True, and it means the call invokes undefined behaviour.

Since the previous declaration for
malloc was not a prototype, the compiler is required to assume it
takes an int for its only argument.

Misleading, although true in this case. The compiler is required to
assume that it takes whatever it is given. As the compiler has assumed
strlen returns an int it wll make the value of strlen(s)+1 an int as
well and so assume malloc takes an int. Had there been a correct
prototype for strlen in place then it would have been "legal" although
very bad practice.

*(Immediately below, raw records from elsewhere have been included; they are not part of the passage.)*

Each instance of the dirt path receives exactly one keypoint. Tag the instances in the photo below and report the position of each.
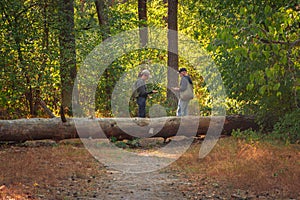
(148, 186)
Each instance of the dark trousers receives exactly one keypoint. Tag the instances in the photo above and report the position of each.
(141, 101)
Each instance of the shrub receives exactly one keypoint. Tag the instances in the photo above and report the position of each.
(287, 129)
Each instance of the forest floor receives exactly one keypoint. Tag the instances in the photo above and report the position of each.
(234, 169)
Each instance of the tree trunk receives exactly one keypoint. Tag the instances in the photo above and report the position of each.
(172, 49)
(142, 12)
(36, 128)
(67, 52)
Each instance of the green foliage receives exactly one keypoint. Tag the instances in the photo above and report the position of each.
(247, 135)
(254, 44)
(287, 129)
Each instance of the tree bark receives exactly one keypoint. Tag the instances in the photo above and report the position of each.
(142, 13)
(37, 128)
(67, 52)
(172, 49)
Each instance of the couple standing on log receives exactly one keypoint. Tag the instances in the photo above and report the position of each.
(185, 90)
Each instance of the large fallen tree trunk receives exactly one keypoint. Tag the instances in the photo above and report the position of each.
(121, 128)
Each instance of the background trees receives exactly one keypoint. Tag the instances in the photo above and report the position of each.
(255, 45)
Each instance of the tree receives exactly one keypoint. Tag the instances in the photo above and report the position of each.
(67, 52)
(142, 13)
(172, 48)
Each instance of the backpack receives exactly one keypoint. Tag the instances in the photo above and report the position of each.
(135, 93)
(187, 94)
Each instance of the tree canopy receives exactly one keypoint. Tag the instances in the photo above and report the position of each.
(254, 43)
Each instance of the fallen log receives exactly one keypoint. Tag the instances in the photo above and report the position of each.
(21, 130)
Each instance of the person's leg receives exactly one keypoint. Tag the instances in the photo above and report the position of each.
(184, 108)
(179, 108)
(141, 101)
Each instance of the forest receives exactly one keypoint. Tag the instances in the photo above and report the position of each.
(68, 62)
(253, 44)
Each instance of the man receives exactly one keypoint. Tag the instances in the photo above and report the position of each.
(142, 93)
(185, 82)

Well, legal if the return type of malloc had been
specified as void* instead of incorrectly being specified as char*.

Since malloc actually takes a
size_t which need not be an (unsigned) int, this invokes undefined
behavior.
True.

It is only the coincidence that char* and void* must have the same
representation that might prevent further undefined behavior. If your
compiler and run-time library treat void* special, such as returning
it in a unique register, that prevention just evaporated.

Why are you lying to the compiler and not including the headers with
the correct prototypes?

Because he is working from notes that pre-date the standard?

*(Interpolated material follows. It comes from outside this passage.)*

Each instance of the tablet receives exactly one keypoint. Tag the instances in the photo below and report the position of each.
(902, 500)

How are we supposed to explain them if you won't tell us what they
say?

Well, of you have probably explained a lot of the problems the compiler
was warning about

 

[Barry Schwarz]

Am I right in thinking that first standard promotions would apply, and
only then would the result be converted to size_t?

Since 42 is already an integer, what standard promotions are you
referring to? If the argument had been an expression with operators,
the final value of the expression would have been converted to size_t.
If the process of evaluating the expression required standard
promotions, they would be performed first. However, the expression
consisted of a single short int variable, then I don't believe the
standard promotions are needed to convert the short value to a size_t
value (n1124, section 6.3.1.1, footnote 48).


Remove del for email

 

[Keith Thompson]

[...]

Am I right in thinking that first standard promotions would apply, and
only then would the result be converted to size_t?

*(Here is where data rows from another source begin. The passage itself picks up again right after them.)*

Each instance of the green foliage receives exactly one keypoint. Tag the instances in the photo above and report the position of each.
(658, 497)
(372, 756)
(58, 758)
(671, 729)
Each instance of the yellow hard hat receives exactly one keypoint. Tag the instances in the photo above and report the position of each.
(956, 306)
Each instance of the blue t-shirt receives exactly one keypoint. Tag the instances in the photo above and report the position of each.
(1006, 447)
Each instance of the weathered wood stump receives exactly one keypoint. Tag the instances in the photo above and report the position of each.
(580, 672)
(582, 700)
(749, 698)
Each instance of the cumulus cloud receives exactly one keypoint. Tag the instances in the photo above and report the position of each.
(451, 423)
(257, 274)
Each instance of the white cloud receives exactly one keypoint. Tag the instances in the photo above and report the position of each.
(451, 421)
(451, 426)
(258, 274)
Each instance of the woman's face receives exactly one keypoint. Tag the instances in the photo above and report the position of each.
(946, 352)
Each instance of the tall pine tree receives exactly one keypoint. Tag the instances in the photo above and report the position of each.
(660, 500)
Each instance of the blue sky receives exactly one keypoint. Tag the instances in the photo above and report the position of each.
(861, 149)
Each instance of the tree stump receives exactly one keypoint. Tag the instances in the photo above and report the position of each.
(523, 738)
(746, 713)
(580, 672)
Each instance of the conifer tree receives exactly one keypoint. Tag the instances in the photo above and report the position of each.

Since 42 is already an integer, what standard promotions are you
referring to?

[...]

Ahem. Yes, 42 is an integer, but the relevant point is that it's an
int. (int is one of several integer types.)

 

[pete]

[...]

Am I right in thinking that first
standard promotions would apply, and
only then would the result be converted to size_t?

Since 42 is already an integer, what standard promotions are you
referring to?

[...]

Ahem. Yes, 42 is an integer, but the relevant point is that it's an
int. (int is one of several integer types.)

But, there are no promotions
that would apply to an argument expression of type int,
prior to conversion to the parameter's type of size_t,
as in what Francine.Neary replied to:

"If you had declared it correctly as
void *malloc(size_t);
then a call like malloc(42) would implicitly convert the argument to
size_t -- and a call with a non-numeric argument would trigger an
error message."

 

[Keith Thompson]

[...]
Am I right in thinking that first
standard promotions would apply, and
only then would the result be converted to size_t?

Since 42 is already an integer, what standard promotions are you
referring to?

[...]

Ahem. Yes, 42 is an integer, but the relevant point is that it's an
int. (int is one of several integer types.)

But, there are no promotions
that would apply to an argument expression of type int,
prior to conversion to the parameter's type of size_t,
as in what Francine.Neary replied to:

[snip]

My point was that Barry was glossing over the disinction between 'int'
and 'integer'.